PPOTrainer¶
- class torchrl.trainers.algorithms.PPOTrainer(*args, **kwargs)[source]¶
PPO (Proximal Policy Optimization) trainer implementation.
Warning
This is an experimental/prototype feature. The API may change in future versions. Please report any issues or feedback to help improve this implementation.
This trainer implements the PPO algorithm for training reinforcement learning agents. It extends the base Trainer class with PPO-specific functionality including policy optimization, value function learning, and entropy regularization.

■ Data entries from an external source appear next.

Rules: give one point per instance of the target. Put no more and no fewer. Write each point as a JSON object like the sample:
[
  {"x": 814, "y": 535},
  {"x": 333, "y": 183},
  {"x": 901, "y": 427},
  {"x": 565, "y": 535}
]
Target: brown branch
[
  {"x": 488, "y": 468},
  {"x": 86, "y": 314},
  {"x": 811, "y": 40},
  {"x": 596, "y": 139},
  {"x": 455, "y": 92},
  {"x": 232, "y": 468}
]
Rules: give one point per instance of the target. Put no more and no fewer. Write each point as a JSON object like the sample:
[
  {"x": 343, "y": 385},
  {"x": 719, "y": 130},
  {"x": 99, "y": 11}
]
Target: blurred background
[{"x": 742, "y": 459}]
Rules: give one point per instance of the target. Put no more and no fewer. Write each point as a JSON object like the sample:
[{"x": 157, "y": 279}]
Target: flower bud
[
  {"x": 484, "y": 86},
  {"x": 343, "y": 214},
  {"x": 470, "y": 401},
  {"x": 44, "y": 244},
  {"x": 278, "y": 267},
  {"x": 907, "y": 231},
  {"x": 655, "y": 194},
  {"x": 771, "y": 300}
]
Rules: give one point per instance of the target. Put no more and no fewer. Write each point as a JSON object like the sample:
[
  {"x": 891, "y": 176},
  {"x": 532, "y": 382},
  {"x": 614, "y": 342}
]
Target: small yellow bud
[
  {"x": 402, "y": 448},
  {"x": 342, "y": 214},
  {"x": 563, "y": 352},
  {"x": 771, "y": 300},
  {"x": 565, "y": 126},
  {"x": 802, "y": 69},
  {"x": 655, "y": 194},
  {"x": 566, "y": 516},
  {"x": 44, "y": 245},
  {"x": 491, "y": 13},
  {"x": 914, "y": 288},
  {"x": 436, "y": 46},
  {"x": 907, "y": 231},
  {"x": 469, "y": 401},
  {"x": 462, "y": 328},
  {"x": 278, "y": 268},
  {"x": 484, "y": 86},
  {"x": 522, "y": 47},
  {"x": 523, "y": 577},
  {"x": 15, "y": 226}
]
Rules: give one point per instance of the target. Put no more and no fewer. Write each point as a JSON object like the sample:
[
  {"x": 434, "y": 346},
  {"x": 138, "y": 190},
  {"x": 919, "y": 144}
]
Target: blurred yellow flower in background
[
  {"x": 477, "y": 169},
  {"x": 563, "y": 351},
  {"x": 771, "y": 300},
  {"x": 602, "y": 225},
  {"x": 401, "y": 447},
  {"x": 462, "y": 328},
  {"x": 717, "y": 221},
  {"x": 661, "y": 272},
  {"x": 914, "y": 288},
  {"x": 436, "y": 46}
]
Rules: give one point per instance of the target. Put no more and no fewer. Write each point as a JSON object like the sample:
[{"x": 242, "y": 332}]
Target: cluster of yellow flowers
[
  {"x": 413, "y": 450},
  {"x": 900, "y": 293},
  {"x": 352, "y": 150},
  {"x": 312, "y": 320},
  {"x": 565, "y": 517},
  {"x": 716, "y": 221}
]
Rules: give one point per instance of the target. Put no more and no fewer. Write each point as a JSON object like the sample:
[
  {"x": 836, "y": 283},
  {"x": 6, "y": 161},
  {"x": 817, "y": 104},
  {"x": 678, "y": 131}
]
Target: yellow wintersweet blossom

PPO typically uses multiple epochs of optimization on the same batch of data. This trainer defaults to 4 epochs, which is a common choice for PPO implementations.
The trainer includes comprehensive logging capabilities for monitoring training progress: - Training rewards (mean, std, max, total) - Action statistics (norms) - Episode completion rates - Observation statistics (optional)
Logging can be configured via constructor parameters to enable/disable specific metrics.
Examples
>>> # Basic usage with manual configuration >>> from torchrl.trainers.algorithms.ppo import PPOTrainer >>> from torchrl.trainers.algorithms.configs import PPOTrainerConfig >>> from hydra import instantiate >>> config = PPOTrainerConfig(...) # Configure with required parameters >>> trainer = instantiate(config) >>> trainer.train()
Note
This trainer requires a configurable environment setup. See the
configs
module for configuration options.Warning
This is an experimental feature. The API may change in future versions. We welcome feedback and contributions to help improve this implementation!